Alignment Value and Block Size
On the AIX, Linux and Solaris operating systems, an alignment value of 1 is equivalent to a block
size of 512 bytes. On the HP-UX operating system, it is equivalent to a block size of 1024 bytes.
The block size on HP-UX is different from that on other supported platforms. Output from
commands such as vxdisk and vxprint looks different on HP-UX for the same disk group if
the -b option is not specified.
Default Activation of Shared Disk Groups
This is a local in-kernel policy that differs between platforms. This means that, regardless of the
platform on which the disk group was created, the importing platform will have platform-specific
behavior with respect to activation of shared disk groups. Specifically, with the exception of
HP-UX, importing a shared disk group will result in the volumes being active and enabled for
shared-write. In the case of HP-UX, the shared volumes will be inactive and require other actions to
activate them for shared-write operations.
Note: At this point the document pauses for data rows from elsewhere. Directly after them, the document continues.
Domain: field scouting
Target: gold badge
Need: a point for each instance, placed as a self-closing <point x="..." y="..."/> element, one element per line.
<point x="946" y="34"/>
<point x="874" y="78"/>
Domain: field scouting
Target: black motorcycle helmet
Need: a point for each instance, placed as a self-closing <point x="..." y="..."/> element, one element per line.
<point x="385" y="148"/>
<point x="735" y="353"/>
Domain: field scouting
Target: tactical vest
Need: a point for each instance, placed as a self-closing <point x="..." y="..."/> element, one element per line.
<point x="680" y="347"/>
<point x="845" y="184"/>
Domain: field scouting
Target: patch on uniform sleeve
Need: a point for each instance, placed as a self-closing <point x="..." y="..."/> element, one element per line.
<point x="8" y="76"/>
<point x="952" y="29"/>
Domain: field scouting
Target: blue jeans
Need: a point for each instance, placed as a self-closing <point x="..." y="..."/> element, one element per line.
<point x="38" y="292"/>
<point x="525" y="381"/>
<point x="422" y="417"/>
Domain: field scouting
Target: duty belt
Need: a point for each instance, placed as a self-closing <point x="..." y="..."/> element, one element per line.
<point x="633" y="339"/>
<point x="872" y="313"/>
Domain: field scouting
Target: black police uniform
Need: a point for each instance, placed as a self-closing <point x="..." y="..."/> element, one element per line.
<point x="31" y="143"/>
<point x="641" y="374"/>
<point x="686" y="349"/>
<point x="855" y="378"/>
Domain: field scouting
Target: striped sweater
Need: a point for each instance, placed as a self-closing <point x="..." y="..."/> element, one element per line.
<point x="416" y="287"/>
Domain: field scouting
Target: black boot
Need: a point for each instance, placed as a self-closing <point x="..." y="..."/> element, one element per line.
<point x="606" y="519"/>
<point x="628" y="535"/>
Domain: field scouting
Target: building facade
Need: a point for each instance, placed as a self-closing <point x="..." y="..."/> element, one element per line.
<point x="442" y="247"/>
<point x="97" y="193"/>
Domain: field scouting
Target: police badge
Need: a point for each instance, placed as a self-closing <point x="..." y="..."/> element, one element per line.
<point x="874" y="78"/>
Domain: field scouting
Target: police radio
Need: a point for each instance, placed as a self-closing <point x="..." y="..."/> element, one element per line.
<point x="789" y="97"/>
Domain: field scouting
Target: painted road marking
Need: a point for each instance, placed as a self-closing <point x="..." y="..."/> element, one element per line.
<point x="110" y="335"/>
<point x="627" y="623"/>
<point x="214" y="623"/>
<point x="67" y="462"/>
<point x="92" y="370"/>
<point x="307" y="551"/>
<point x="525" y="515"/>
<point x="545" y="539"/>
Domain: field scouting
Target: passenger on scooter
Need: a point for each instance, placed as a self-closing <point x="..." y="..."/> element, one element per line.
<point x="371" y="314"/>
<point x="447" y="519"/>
Disk Group Alignment and Encapsulated Disks
On the Solaris OS, all native file systems are cylinder aligned. Encapsulating such a disk results in
subdisks that are also cylinder aligned. Such alignment will normally not be 8K aligned, but it will
be 1K aligned. For the encapsulation process, there is no flexibility as to where on the disk the
subdisks must be since the data location is predefined. If an alignment conflict occurs, user
intervention is required. If the disk group alignment is 8K this operation will probably fail because
this would require the cylinder to be an even number of 8K blocks in size.